The panel’s decision involved a local judge’s race in Lehigh County. But it is significan­t because of the too-close-to-call primary for the Republican Senate nomination involving Mehmet Oz and David McCormick. McCormick, who trails Oz by fewer than 1,000 votes, has filed a lawsuit in state court to require that such “undated ballots” be counted.

The state’s requiremen­t is that mail-ballot voters “fill out, date and sign” a form declaratio­n on the outer envelope used to return ballots. But the federal judges said not counting the votes of those who did not provide a date violated federal civil rights law because the requiremen­t was immaterial to the voters’ qualificat­ions. There are no indication­s of fraud, the ballots were received by the state’s deadline and election officials noted they would have counted ballots with the wrong date but not those with no dates at all, the judges said.

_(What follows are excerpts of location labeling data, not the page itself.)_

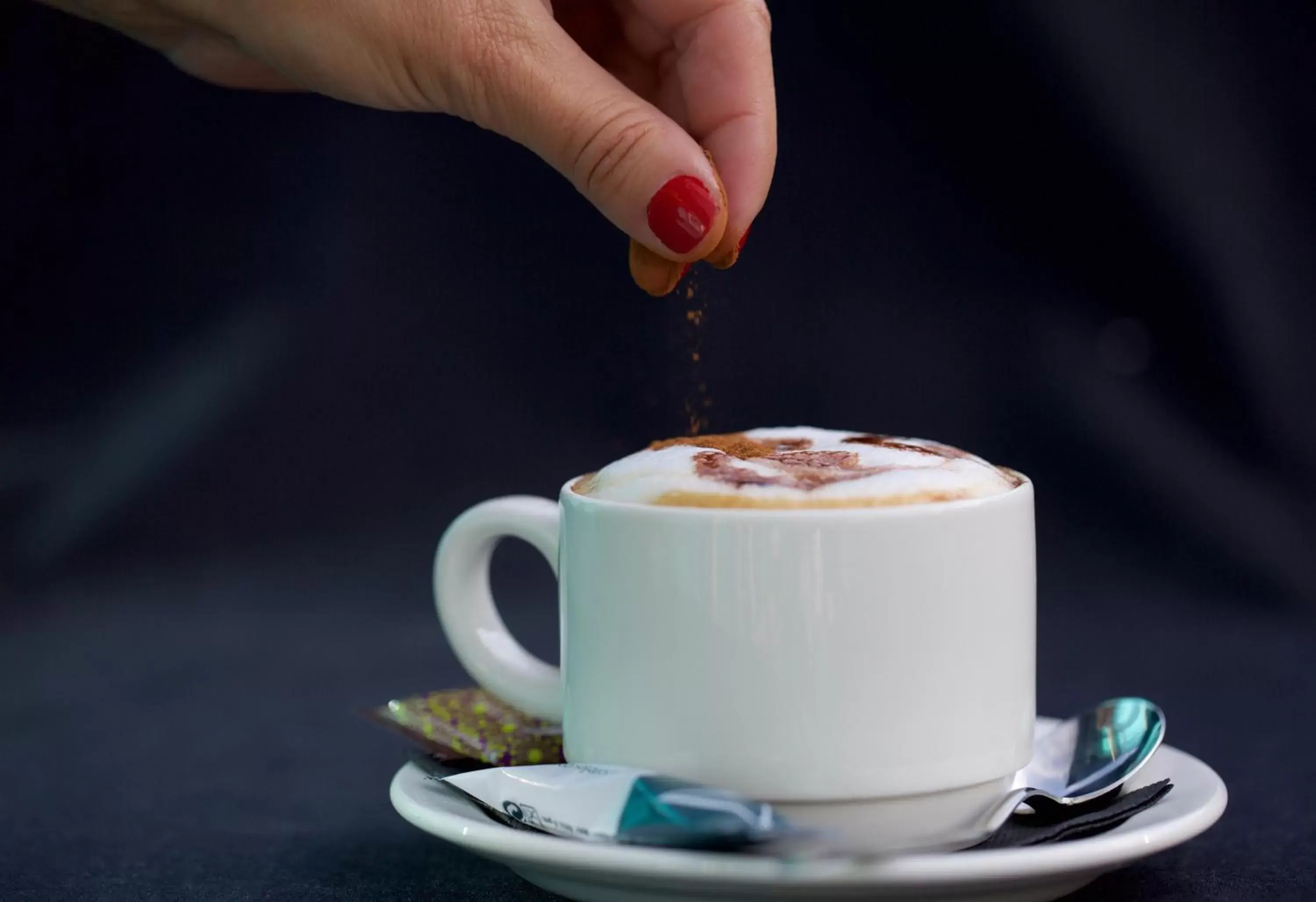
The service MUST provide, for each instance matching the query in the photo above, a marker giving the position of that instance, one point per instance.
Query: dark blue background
(257, 351)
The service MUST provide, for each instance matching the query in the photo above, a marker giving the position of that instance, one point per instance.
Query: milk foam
(799, 467)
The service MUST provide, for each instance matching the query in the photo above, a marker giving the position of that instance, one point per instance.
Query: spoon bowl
(1085, 758)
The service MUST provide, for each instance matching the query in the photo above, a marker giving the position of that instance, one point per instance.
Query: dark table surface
(191, 734)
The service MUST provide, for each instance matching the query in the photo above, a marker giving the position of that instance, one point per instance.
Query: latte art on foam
(798, 467)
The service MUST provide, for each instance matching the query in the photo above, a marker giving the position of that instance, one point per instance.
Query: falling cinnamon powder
(697, 399)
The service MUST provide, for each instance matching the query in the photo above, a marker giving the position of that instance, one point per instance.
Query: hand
(618, 95)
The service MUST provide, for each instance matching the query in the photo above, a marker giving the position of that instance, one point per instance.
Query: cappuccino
(797, 468)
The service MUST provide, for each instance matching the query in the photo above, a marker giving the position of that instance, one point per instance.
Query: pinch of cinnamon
(656, 274)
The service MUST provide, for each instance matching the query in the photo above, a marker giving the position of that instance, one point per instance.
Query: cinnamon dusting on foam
(703, 500)
(798, 468)
(736, 444)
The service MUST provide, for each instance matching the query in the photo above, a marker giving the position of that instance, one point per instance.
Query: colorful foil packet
(469, 727)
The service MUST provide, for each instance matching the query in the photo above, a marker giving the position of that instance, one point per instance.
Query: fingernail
(682, 212)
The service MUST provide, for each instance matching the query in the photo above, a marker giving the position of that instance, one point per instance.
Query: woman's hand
(618, 95)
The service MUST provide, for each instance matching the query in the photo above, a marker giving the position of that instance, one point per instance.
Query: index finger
(724, 72)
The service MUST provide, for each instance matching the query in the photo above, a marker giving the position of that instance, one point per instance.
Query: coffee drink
(797, 468)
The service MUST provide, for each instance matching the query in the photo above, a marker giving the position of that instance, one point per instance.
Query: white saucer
(619, 873)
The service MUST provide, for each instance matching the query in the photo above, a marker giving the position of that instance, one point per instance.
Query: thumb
(645, 173)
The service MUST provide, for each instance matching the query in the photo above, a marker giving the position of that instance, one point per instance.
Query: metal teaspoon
(1085, 758)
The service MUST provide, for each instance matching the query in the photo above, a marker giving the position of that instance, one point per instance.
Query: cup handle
(466, 609)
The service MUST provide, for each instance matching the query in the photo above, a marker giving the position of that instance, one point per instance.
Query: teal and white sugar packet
(604, 804)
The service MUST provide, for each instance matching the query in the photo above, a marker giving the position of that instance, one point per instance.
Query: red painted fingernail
(681, 214)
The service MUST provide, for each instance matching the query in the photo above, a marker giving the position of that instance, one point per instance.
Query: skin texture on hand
(622, 97)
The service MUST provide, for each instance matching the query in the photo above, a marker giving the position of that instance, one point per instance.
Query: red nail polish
(681, 214)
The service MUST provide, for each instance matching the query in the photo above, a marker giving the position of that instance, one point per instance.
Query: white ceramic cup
(801, 656)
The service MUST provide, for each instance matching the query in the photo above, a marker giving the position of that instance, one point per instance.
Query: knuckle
(610, 147)
(494, 45)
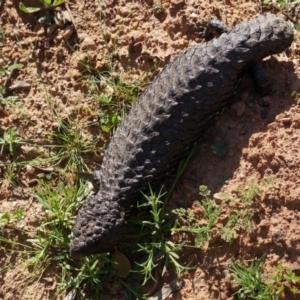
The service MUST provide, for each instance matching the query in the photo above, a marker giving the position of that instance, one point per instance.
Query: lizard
(170, 116)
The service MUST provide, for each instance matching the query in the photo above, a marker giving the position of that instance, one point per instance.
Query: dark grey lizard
(170, 116)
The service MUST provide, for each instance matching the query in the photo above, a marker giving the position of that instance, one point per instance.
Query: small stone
(238, 108)
(30, 170)
(67, 32)
(135, 25)
(269, 152)
(264, 223)
(177, 2)
(88, 44)
(52, 28)
(218, 198)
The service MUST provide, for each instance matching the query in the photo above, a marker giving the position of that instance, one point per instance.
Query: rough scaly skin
(167, 120)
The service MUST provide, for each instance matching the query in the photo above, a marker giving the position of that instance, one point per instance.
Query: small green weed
(5, 69)
(46, 4)
(152, 234)
(10, 140)
(7, 218)
(10, 174)
(240, 220)
(157, 7)
(200, 226)
(69, 145)
(2, 36)
(255, 284)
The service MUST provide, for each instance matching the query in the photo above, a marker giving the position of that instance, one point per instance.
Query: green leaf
(15, 66)
(2, 71)
(46, 2)
(121, 264)
(219, 148)
(58, 2)
(28, 10)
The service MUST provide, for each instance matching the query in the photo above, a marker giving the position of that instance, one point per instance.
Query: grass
(62, 190)
(253, 283)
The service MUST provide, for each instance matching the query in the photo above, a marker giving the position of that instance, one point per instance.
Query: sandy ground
(261, 135)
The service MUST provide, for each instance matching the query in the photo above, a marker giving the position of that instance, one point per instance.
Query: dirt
(261, 135)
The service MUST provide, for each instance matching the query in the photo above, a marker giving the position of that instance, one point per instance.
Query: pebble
(88, 44)
(67, 32)
(238, 108)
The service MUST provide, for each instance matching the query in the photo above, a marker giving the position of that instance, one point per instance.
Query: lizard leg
(259, 77)
(214, 29)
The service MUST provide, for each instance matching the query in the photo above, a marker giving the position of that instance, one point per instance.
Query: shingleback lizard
(170, 116)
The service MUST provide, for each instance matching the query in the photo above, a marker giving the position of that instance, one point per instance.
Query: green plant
(250, 280)
(2, 36)
(10, 172)
(11, 140)
(7, 218)
(152, 237)
(239, 220)
(4, 69)
(199, 225)
(46, 4)
(255, 284)
(157, 7)
(69, 145)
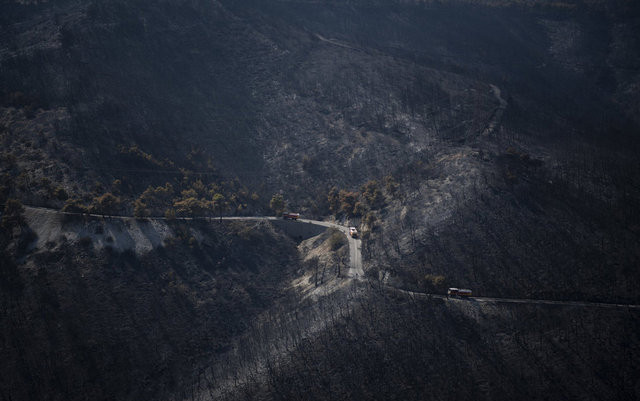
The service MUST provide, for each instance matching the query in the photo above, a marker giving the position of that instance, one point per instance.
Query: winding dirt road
(355, 260)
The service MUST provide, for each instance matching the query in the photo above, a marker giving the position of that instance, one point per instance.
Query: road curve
(355, 245)
(355, 261)
(489, 300)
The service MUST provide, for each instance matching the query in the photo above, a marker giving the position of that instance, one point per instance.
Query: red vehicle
(290, 216)
(459, 292)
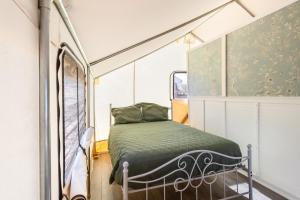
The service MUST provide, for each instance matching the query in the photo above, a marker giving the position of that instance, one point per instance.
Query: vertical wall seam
(224, 65)
(225, 119)
(134, 82)
(258, 139)
(204, 115)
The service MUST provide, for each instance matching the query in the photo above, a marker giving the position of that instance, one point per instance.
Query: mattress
(146, 146)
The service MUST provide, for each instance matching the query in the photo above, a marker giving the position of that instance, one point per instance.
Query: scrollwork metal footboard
(196, 168)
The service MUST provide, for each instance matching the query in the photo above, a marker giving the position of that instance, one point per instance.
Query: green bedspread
(146, 146)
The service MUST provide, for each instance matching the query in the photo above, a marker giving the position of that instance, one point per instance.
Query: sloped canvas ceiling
(105, 27)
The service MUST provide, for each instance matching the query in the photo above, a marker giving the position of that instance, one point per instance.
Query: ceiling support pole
(44, 101)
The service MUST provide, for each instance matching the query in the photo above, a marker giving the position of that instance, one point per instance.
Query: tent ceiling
(105, 27)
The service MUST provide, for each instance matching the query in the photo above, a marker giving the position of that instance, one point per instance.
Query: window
(179, 85)
(73, 109)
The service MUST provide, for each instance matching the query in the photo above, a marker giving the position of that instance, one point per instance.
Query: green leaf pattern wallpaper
(263, 59)
(204, 73)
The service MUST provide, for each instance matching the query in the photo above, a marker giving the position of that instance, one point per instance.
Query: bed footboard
(194, 174)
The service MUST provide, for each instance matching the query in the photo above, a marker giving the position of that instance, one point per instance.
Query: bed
(156, 154)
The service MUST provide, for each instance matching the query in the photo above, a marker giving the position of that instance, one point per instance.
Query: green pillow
(125, 115)
(153, 112)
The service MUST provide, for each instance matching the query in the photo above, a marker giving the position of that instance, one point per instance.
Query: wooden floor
(102, 190)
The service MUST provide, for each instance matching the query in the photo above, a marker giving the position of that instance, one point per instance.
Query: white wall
(271, 125)
(146, 80)
(19, 118)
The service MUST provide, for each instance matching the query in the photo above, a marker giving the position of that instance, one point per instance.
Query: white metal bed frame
(205, 157)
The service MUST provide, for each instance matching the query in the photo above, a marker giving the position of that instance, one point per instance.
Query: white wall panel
(270, 124)
(215, 117)
(280, 150)
(19, 118)
(242, 128)
(196, 113)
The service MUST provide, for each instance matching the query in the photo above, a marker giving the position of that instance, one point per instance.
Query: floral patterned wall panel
(263, 58)
(204, 71)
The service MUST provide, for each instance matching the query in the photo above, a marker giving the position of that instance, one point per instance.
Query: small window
(179, 85)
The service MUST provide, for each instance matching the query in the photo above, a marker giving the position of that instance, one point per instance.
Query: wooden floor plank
(102, 190)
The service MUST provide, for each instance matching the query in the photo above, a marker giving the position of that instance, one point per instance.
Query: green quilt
(146, 146)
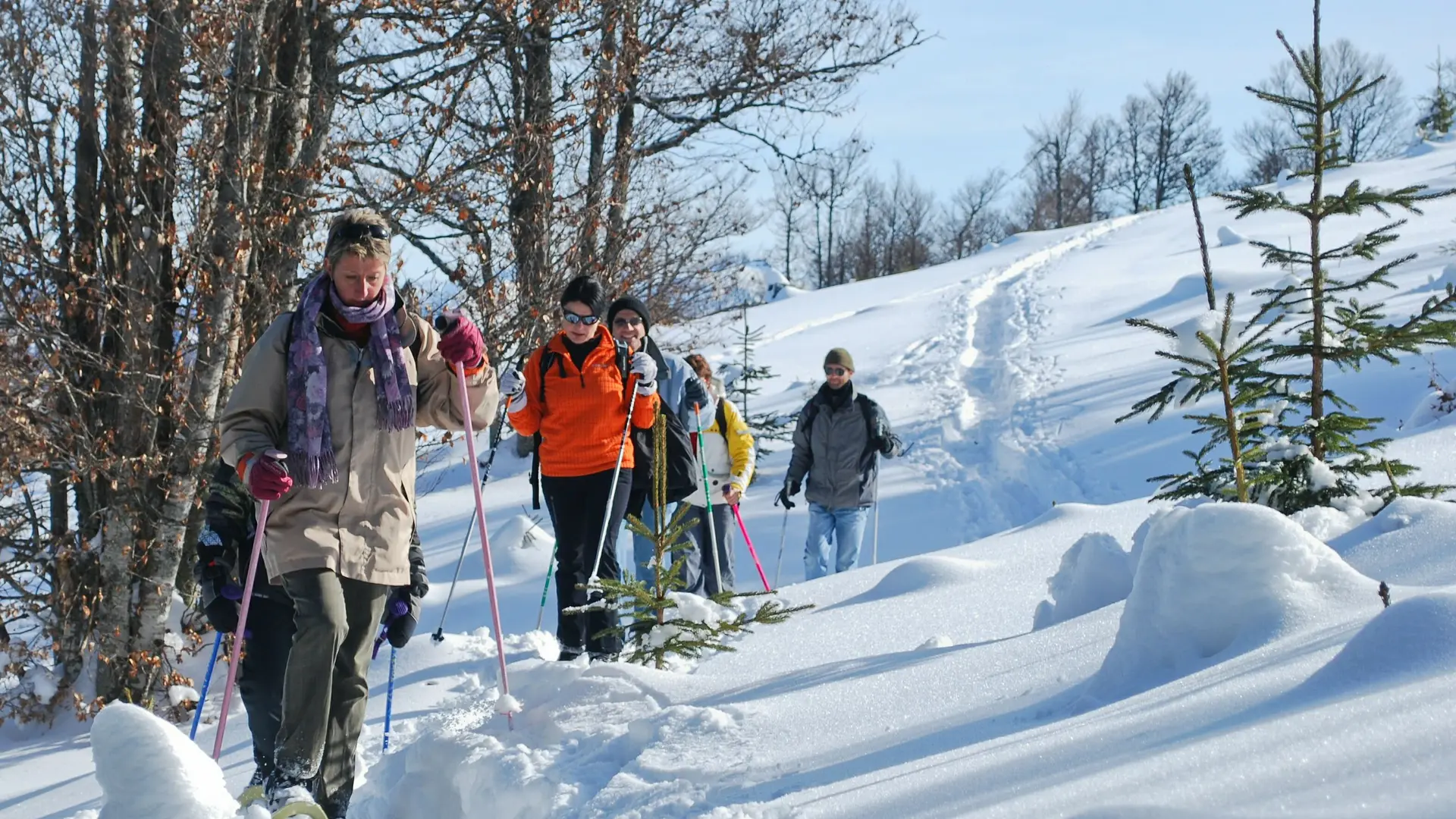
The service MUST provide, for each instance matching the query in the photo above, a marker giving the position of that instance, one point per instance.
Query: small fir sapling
(1229, 365)
(663, 620)
(1315, 447)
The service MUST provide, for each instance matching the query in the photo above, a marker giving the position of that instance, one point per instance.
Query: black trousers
(259, 675)
(577, 507)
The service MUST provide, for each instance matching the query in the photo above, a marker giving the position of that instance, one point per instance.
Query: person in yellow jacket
(727, 450)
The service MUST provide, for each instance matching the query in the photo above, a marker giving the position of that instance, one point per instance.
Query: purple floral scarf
(310, 442)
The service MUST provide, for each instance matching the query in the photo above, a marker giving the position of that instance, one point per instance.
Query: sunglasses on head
(360, 232)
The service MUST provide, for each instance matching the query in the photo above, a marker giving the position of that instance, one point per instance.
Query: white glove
(513, 384)
(645, 368)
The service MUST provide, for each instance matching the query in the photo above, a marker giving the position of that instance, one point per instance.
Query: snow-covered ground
(1250, 672)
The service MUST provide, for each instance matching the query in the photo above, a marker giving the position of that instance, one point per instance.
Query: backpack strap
(721, 419)
(546, 360)
(867, 409)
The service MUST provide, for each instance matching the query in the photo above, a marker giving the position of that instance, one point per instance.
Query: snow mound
(1408, 542)
(1095, 572)
(595, 742)
(1327, 522)
(520, 545)
(1188, 346)
(1215, 582)
(919, 575)
(149, 770)
(1413, 639)
(1229, 237)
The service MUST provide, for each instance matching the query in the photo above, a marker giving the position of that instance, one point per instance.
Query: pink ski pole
(752, 553)
(242, 624)
(444, 324)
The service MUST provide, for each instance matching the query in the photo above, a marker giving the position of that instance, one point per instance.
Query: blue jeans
(845, 528)
(642, 548)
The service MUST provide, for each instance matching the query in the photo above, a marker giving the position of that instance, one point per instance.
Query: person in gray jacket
(837, 445)
(680, 392)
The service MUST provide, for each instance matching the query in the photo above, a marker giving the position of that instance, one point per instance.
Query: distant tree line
(836, 222)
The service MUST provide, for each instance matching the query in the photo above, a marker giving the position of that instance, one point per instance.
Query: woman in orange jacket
(576, 392)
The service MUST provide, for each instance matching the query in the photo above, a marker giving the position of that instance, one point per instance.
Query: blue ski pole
(207, 679)
(389, 695)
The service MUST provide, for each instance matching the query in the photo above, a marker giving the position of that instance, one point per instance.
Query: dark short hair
(588, 292)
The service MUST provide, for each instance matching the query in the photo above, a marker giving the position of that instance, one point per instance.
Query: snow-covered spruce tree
(1232, 366)
(663, 620)
(1323, 447)
(766, 426)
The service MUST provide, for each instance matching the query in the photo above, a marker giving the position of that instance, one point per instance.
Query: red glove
(463, 344)
(265, 475)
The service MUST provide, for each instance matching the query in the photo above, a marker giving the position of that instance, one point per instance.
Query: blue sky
(959, 105)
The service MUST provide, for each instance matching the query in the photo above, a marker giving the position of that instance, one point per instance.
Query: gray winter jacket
(839, 450)
(680, 388)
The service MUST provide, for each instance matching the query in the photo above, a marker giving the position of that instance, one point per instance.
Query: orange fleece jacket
(584, 411)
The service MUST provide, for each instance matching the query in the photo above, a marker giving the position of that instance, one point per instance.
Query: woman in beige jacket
(322, 423)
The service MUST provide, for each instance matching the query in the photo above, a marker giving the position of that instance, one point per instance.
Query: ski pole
(612, 491)
(242, 624)
(389, 695)
(875, 553)
(752, 553)
(444, 325)
(485, 477)
(708, 499)
(546, 588)
(207, 681)
(783, 534)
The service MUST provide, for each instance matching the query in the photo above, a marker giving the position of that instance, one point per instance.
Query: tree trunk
(606, 96)
(229, 249)
(623, 142)
(532, 184)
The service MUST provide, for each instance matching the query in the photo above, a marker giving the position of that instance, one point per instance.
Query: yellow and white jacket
(728, 457)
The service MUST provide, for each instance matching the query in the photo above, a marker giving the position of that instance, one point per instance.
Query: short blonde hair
(357, 232)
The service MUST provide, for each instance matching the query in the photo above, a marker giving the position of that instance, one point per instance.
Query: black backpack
(682, 463)
(549, 359)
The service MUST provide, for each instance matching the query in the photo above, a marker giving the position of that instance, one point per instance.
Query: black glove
(400, 617)
(221, 608)
(789, 490)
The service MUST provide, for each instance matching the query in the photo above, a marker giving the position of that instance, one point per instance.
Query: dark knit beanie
(629, 303)
(842, 357)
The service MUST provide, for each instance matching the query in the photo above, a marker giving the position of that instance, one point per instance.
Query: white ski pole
(242, 626)
(875, 553)
(708, 497)
(612, 491)
(444, 325)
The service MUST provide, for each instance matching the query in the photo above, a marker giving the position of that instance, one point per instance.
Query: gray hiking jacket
(839, 449)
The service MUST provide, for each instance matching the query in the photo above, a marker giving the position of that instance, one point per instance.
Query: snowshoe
(251, 795)
(289, 798)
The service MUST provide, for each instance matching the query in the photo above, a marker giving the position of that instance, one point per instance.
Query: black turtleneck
(580, 352)
(837, 398)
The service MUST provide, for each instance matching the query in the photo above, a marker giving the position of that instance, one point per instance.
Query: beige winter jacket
(357, 526)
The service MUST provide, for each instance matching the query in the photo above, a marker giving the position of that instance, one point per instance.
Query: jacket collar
(558, 343)
(408, 331)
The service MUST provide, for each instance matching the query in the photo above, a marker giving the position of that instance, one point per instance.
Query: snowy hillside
(1251, 670)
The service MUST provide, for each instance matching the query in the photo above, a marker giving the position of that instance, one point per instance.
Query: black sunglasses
(359, 232)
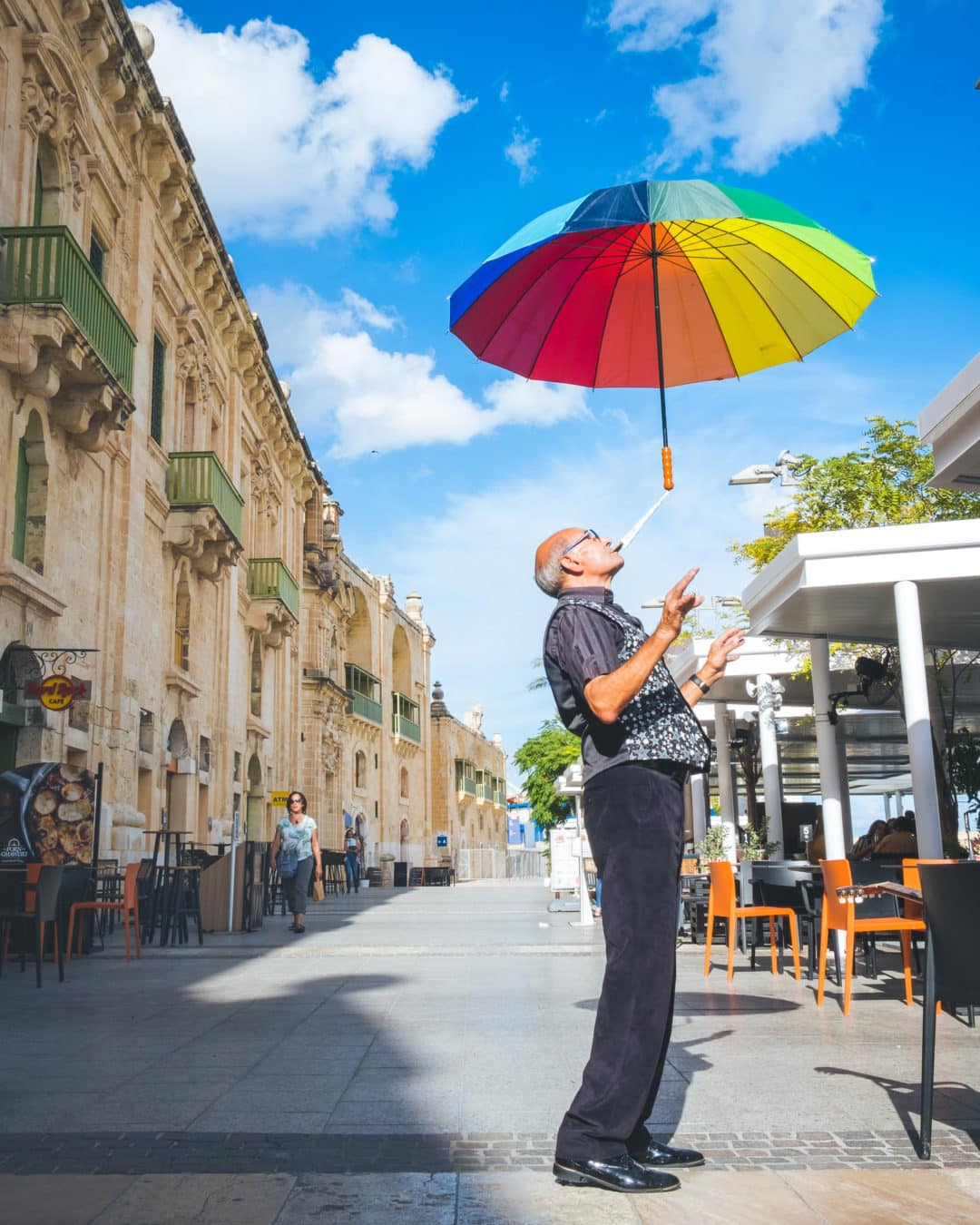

“We are at a loss to understand how the date on the outside envelope could be material when incorrect dates — including future dates — are allowable but envelopes where the voter simply did not fill in a date are not,” Judge Theodore McKee wrote. “Surely, the right to vote is made of sterner stuff than that.”

Oz filed a brief supporting judicial candidate David Ritter. “The Third Circuit’s thinly reasoned and erroneous decision — which addressed a county judicial election conducted more than six months ago — is now being weaponized to undermine the apparent result of a statewide primary election for the Republican nomination to represent Pennsylvan­ia in the United States Senate,” Oz’s lawyers said in a brief .

The winner of the GOP primary will face Lt. Gov. John Fetterman, D, in the general election, a crucial race for both parties hoping to control of the Senate after November. Democrats view the race to replace retiring Sen. Patrick Toomey, R, who is retiring, as their best chance of flipping a seat in an otherwise difficult political year.

Former president Donald Trump endorsed Oz and had urged him to declare victory before the vote count is completed. On Friday, Oz did just that in a video thanking Pennsylvan­ians for making him the “presumptiv­e” Republican nominee.

The race is so tight that it triggered an automatic recount across the state.